Speaking from her bed at Balfour Hospital, Orkney, yesterday Mrs Ivol said
she was bitterly disappointed that the case had been dropped because she
had wanted to fight all the way to the European Court of Human Rights to
get cannabis legalised for medicinal purposes. She is believed to be the
first person in Britain to have been taken to court for using an illegal
drug for medical reasons.

She said that waking to find she had survived the overdose was like a
nightmare. "I'll make sure I do it properly next time. I don't want to live
anymore. This disease has taken over my body and life is just too painful
for me to carry on," she said.

Mrs Ivol, a divorcee who does not have any children, had threatened to kill
herself at the end of her cannabis trial at Kirkwall Sheriff Court because
she said her life was no longer worth living. In court she had admitted
growing, handling and supplying cannabis-laced chocolates for free to
fellow MS sufferers around Britain to ease their pain, but she pleaded not
guilty to the charges because she said she did not believe she had done
anything wrong.

"Once I knew the case had been dropped I knew I could fight no longer," she
said. "I just decided when I went to bed that there are plenty of people
who can carry on the fight for the medicinal use of cannabis to be legalised."

She said that she smoked a joint early on Wednesday morning before taking
ten paracetamol tablets. "I wasn't feeling guilty or upset, just happy that
things were coming to an end and that I was in no pain," she said.

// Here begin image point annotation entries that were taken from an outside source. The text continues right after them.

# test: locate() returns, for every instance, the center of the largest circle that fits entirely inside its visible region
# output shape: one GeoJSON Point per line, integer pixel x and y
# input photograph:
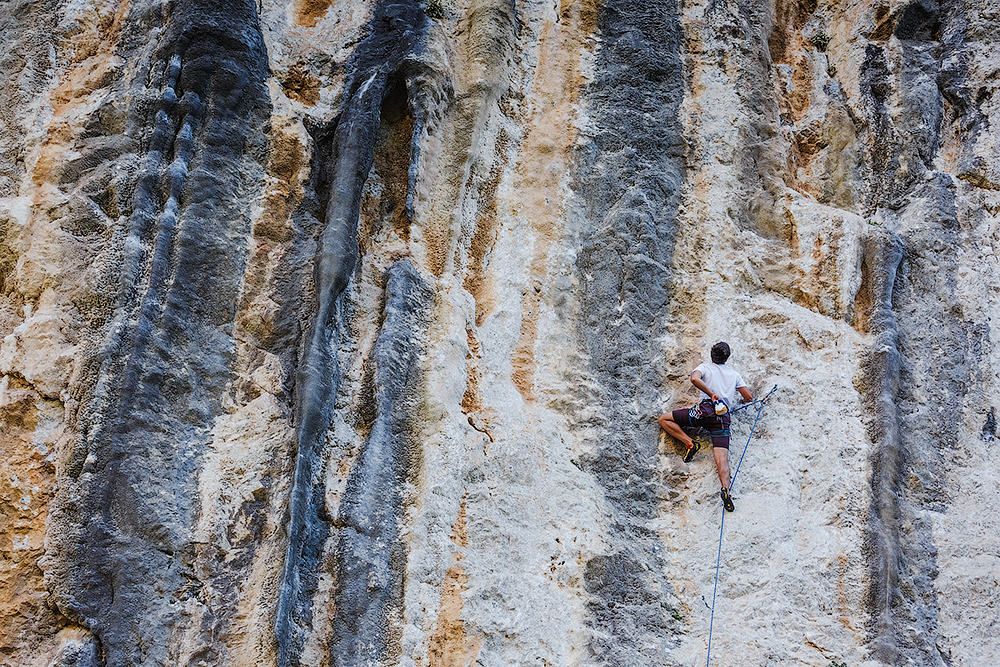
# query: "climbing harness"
{"type": "Point", "coordinates": [722, 525]}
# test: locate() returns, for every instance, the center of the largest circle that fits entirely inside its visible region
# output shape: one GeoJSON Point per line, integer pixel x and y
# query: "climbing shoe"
{"type": "Point", "coordinates": [727, 500]}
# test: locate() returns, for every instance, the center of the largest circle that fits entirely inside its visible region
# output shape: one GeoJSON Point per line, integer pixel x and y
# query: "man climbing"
{"type": "Point", "coordinates": [718, 384]}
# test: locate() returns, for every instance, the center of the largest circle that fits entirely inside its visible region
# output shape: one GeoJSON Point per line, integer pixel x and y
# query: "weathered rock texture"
{"type": "Point", "coordinates": [333, 332]}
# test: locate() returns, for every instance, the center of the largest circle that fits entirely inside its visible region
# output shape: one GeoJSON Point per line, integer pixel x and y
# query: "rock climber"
{"type": "Point", "coordinates": [718, 384]}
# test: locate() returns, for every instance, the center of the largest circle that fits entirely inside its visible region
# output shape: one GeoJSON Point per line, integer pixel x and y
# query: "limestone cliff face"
{"type": "Point", "coordinates": [334, 332]}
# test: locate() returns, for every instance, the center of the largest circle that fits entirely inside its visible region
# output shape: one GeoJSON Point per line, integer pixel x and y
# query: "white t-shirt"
{"type": "Point", "coordinates": [721, 379]}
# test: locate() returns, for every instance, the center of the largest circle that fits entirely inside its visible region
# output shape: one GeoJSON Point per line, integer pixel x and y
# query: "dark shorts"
{"type": "Point", "coordinates": [716, 425]}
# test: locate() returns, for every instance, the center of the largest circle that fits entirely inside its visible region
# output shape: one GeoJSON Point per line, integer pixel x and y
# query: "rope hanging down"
{"type": "Point", "coordinates": [722, 525]}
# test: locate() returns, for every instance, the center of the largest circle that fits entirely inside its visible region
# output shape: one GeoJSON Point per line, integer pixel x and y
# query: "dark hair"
{"type": "Point", "coordinates": [720, 352]}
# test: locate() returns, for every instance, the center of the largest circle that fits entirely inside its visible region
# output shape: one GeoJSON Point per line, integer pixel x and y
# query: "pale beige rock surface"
{"type": "Point", "coordinates": [243, 427]}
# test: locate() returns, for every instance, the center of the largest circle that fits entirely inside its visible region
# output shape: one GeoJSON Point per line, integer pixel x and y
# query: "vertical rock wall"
{"type": "Point", "coordinates": [334, 332]}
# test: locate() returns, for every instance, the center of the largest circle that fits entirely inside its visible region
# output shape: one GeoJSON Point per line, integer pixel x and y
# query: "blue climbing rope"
{"type": "Point", "coordinates": [722, 524]}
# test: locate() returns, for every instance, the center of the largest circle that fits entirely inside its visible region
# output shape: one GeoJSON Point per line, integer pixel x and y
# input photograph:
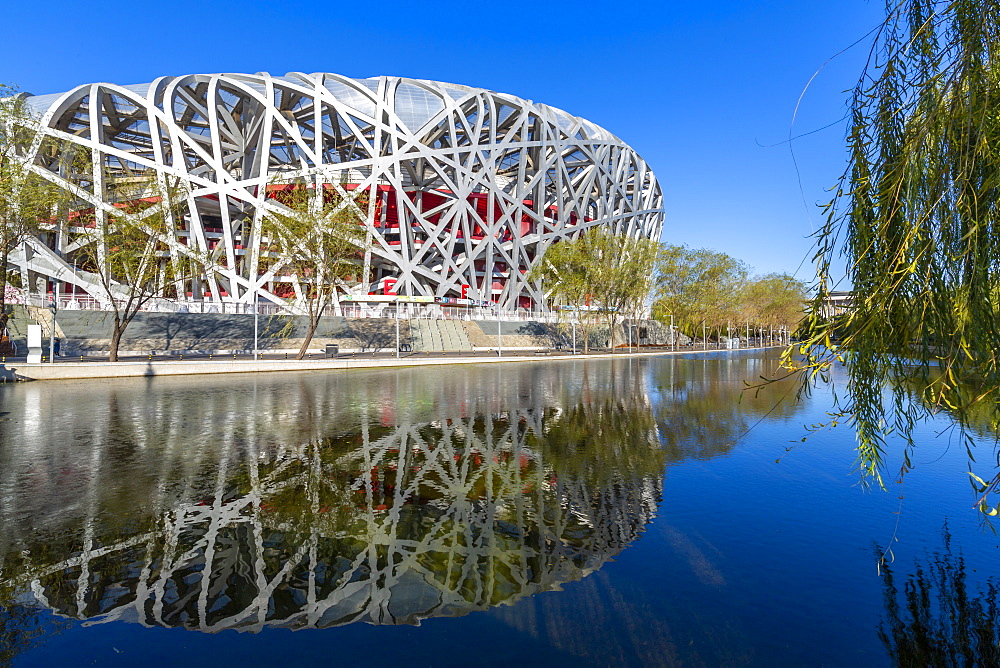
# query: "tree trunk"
{"type": "Point", "coordinates": [3, 287]}
{"type": "Point", "coordinates": [117, 330]}
{"type": "Point", "coordinates": [310, 331]}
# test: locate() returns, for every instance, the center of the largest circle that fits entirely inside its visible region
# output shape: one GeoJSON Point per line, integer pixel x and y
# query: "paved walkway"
{"type": "Point", "coordinates": [76, 368]}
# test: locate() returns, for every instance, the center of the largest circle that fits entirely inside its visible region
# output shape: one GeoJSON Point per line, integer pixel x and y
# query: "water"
{"type": "Point", "coordinates": [599, 512]}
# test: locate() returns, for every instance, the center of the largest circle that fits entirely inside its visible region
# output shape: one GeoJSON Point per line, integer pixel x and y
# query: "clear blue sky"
{"type": "Point", "coordinates": [704, 91]}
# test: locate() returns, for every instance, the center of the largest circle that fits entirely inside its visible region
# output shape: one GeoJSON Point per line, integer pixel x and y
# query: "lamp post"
{"type": "Point", "coordinates": [52, 332]}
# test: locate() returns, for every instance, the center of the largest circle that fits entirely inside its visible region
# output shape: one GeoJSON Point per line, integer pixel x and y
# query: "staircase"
{"type": "Point", "coordinates": [439, 336]}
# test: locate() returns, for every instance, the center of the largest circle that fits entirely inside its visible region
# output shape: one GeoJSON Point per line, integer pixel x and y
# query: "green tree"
{"type": "Point", "coordinates": [698, 286]}
{"type": "Point", "coordinates": [916, 215]}
{"type": "Point", "coordinates": [127, 247]}
{"type": "Point", "coordinates": [27, 200]}
{"type": "Point", "coordinates": [774, 301]}
{"type": "Point", "coordinates": [318, 238]}
{"type": "Point", "coordinates": [601, 275]}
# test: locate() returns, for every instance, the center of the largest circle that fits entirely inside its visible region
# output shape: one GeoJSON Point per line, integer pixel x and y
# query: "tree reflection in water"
{"type": "Point", "coordinates": [938, 621]}
{"type": "Point", "coordinates": [371, 497]}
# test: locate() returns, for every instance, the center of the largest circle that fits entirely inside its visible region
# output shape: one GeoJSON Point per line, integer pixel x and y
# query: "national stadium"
{"type": "Point", "coordinates": [465, 188]}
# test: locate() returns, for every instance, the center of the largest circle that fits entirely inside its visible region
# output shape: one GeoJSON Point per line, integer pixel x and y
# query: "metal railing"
{"type": "Point", "coordinates": [409, 310]}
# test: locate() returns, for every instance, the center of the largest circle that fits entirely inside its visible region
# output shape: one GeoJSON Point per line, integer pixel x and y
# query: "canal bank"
{"type": "Point", "coordinates": [22, 371]}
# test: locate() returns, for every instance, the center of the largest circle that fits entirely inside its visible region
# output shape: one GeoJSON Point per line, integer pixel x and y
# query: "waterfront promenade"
{"type": "Point", "coordinates": [17, 369]}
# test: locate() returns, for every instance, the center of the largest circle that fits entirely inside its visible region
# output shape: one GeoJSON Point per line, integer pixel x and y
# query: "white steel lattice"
{"type": "Point", "coordinates": [465, 187]}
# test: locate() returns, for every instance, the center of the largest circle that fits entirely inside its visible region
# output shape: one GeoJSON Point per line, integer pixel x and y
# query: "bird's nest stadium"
{"type": "Point", "coordinates": [465, 188]}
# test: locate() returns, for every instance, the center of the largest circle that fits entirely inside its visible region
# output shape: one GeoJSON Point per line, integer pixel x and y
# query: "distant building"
{"type": "Point", "coordinates": [466, 187]}
{"type": "Point", "coordinates": [837, 303]}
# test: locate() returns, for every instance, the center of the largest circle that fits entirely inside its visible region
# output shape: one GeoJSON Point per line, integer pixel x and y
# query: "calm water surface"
{"type": "Point", "coordinates": [594, 513]}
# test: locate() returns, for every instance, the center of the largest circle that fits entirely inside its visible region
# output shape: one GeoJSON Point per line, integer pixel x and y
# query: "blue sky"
{"type": "Point", "coordinates": [705, 92]}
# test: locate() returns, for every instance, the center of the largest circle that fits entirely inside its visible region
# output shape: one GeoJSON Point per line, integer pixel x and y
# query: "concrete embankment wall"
{"type": "Point", "coordinates": [89, 333]}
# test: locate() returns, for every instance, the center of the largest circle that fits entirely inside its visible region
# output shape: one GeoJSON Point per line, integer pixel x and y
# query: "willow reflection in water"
{"type": "Point", "coordinates": [315, 502]}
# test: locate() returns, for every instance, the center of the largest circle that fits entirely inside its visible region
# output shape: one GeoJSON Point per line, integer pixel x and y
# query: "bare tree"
{"type": "Point", "coordinates": [317, 237]}
{"type": "Point", "coordinates": [28, 201]}
{"type": "Point", "coordinates": [127, 248]}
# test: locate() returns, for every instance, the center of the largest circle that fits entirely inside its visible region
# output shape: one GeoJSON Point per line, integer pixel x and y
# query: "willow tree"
{"type": "Point", "coordinates": [27, 201]}
{"type": "Point", "coordinates": [318, 237]}
{"type": "Point", "coordinates": [916, 215]}
{"type": "Point", "coordinates": [601, 275]}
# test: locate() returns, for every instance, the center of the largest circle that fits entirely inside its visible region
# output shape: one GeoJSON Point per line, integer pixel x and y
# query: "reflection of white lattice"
{"type": "Point", "coordinates": [466, 187]}
{"type": "Point", "coordinates": [436, 519]}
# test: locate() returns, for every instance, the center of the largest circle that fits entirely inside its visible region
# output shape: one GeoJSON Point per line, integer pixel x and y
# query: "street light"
{"type": "Point", "coordinates": [499, 343]}
{"type": "Point", "coordinates": [52, 332]}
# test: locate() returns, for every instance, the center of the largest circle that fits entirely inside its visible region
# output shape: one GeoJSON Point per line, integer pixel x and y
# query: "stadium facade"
{"type": "Point", "coordinates": [464, 188]}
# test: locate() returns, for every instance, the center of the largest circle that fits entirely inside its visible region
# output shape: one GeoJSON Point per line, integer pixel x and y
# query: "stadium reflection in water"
{"type": "Point", "coordinates": [317, 501]}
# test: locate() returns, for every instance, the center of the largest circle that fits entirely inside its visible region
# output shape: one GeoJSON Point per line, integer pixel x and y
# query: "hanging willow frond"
{"type": "Point", "coordinates": [916, 216]}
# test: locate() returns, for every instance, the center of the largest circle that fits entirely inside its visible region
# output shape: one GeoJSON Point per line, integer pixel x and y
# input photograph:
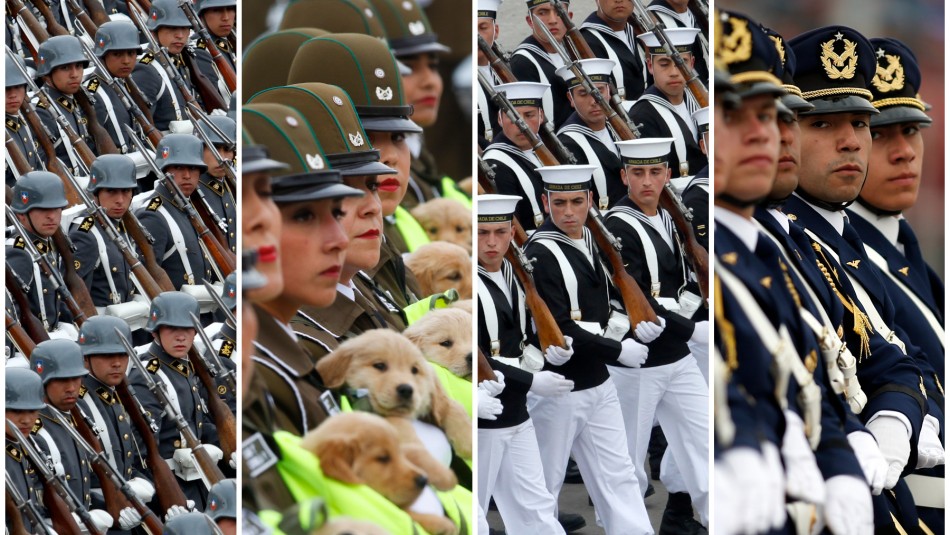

She woke later to find that the paracetamol had not worked and swallowed
the rest of the tablets. "I smoked half of another joint and figured out it
would be at least another four hours before anyone found me and that the
paracetamol should have worked by then. But I was still fully conscious
when my next door neighbour came round just before eight o'clock and I told
her what I'd done," she said.

The hospital said yesterday that Mrs Ivol's condition was comfortable and
tests were being carried out to determine the extent of damage caused by
the overdose.

The Independent MSP Margo MacDonald called yesterday on the Scottish
Executive to seek the public's views on whether or not the cannabis laws
should be changed.

"There are two different questions to be resolved here. One is the question
of the humanity and the common sense of allowing an MS sufferer to gain
relief from pain this way. The other is the widespread acceptance that
cannabis is a drug of choice that will not go away," she said.